Quand c’est vendredi, les boubous colorés (vêtements sénégalais) sont de sortie.

Quand tu regardes les chaînes de télé locales, tu zappes rapidement parce que c’est artisanal et kitch.

Quand tu lis les unes des journaux locaux, c’est très souvent trash, scandaleux, saignant avec photo à l’appui.

Quand tu entends un « Pan! » sous les roues d’une voiture, tu sais que c’est une pochette d’eau vide jetée par un passant.

Quand tu comptes le nombre de jours fériés dans le calendrier sénégalais, tu as le sourire. Wow! 18!

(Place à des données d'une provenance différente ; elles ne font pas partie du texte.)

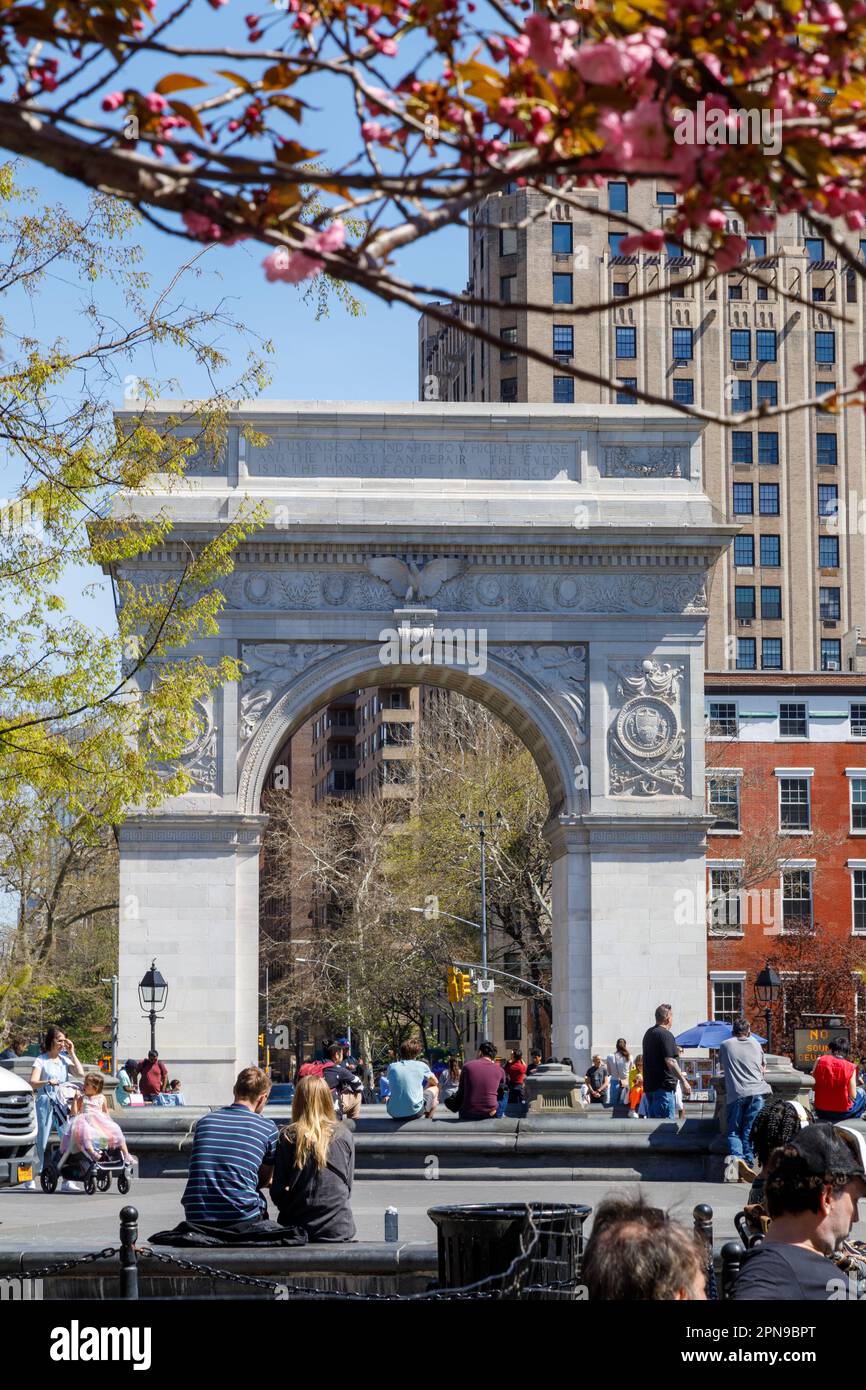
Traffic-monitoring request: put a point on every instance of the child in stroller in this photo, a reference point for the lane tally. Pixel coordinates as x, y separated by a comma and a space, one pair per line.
92, 1146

Quand tu achètes de l’eau, tu prends des bidons de 10L, c’est moins cher (1000F/1,50€) et plus écolo!

Quand ton frigo est vide et que tu n’as pas envie de sortir de chez toi pour manger, tu passes un coup de fil et tu attends que ça vienne à toi.

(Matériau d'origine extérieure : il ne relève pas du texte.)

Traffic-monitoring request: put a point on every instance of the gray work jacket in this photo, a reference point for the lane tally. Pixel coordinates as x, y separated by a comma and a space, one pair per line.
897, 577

Quand tu vas à la boulangerie, tu fais la « queue », tu demandes à la vendeuse ce que tu veux, elle tape sur sa machine et te donne un ticket. Ensuite tu vas voir la caissière, tu payes, elle tamponne ton ticket puis tu retournes vers la vendeuse avec ce ticket, et seulement là, tu récupères ta pauvre petite baguette à 200F/0,30€.

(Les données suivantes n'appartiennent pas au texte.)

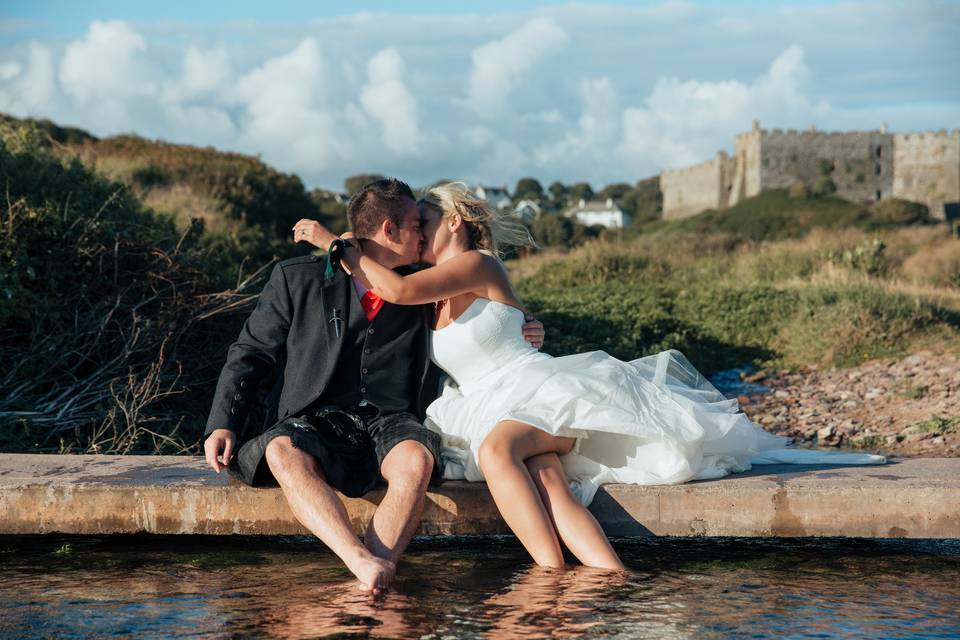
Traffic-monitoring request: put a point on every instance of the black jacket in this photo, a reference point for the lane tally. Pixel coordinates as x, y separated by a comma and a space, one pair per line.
290, 328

Quand la saison des pluies (« hivernage ») arrive, tu joues à un petit jeu avec les sénégalais consistant à deviner dans combien de jours elle va arriver. « Humm aujourd’hui je dirais 20 jours inch’allah »

Quand tu vas au marché Sandaga, tu te dis que ces mecs insupportables qui te saoulent dès ton arrivée n’ont décidément rien compris au commerce.

Quand tu sors quelques jours de Dakar, sur la route du retour tu as le blues et te dis « J’étais bien là bas, je ne veux pas y retourner ». Plusieurs jours passent : « Finalement, c’est pas si mal! »

Déjà 6 mois en terres sénégalaises

6 mois déjà, je n’ai rien vu passer, encore moins une goutte de pluie. L’impression d’être arrivé il y a peu tout en ayant l’impression d’avoir fait énormément de choses est contradictoire mais bien là. Je suis atteint du symptôme habituel lorsque je pars loin, longtemps : je rêve de gambader dans les collines toutes de vert vêtues du Forez et faire toucher les cale-pieds de la moto sur de belles routes sinueuses. Ce rêve est ici bien justifié. Dakar et ses alentours sont exempts de verdure, de relief et de belles routes. Mais rassurez vous, point de mal du pays! Je ne ressens pas pour l’instant le besoin de rentrer même si je ne dirais pas non à quelques sauts de puce de temps en temps pour faire la bise aux copains et à la famille.

Après cette moitié d’année passée, un petit bilan s’impose. Globalement, je suis très satisfait de ce bout de vie. Le travail se passe plutôt bien et le reste aussi. Chaque weekend, c’est les vacances. J’ai réussi à m’entourer des bonnes personnes pour passer des bons moments. D’ailleurs avec du recul, travailler comme VIE c’est un peu être étudiant en Erasmus, les soirées s’enchaînent sauf que le boulot doit être fait le lendemain. Seulement voilà, vient déjà la question du renouvellement de mon contrat d’un an, ce qui porterait la fin de ma mission à fin janvier 2013. Pour l’instant, je suis tenté de dire oui, mais ma décision aura peut être le temps de changer d’ici là. Le cadre et le niveau de vie dakarois sont tout de même bien agréables… et quand je pense aux copains à Paris qui font la tête dans le métro, ça me réconforte encore plus… Enfin, je dis ça je dis rien.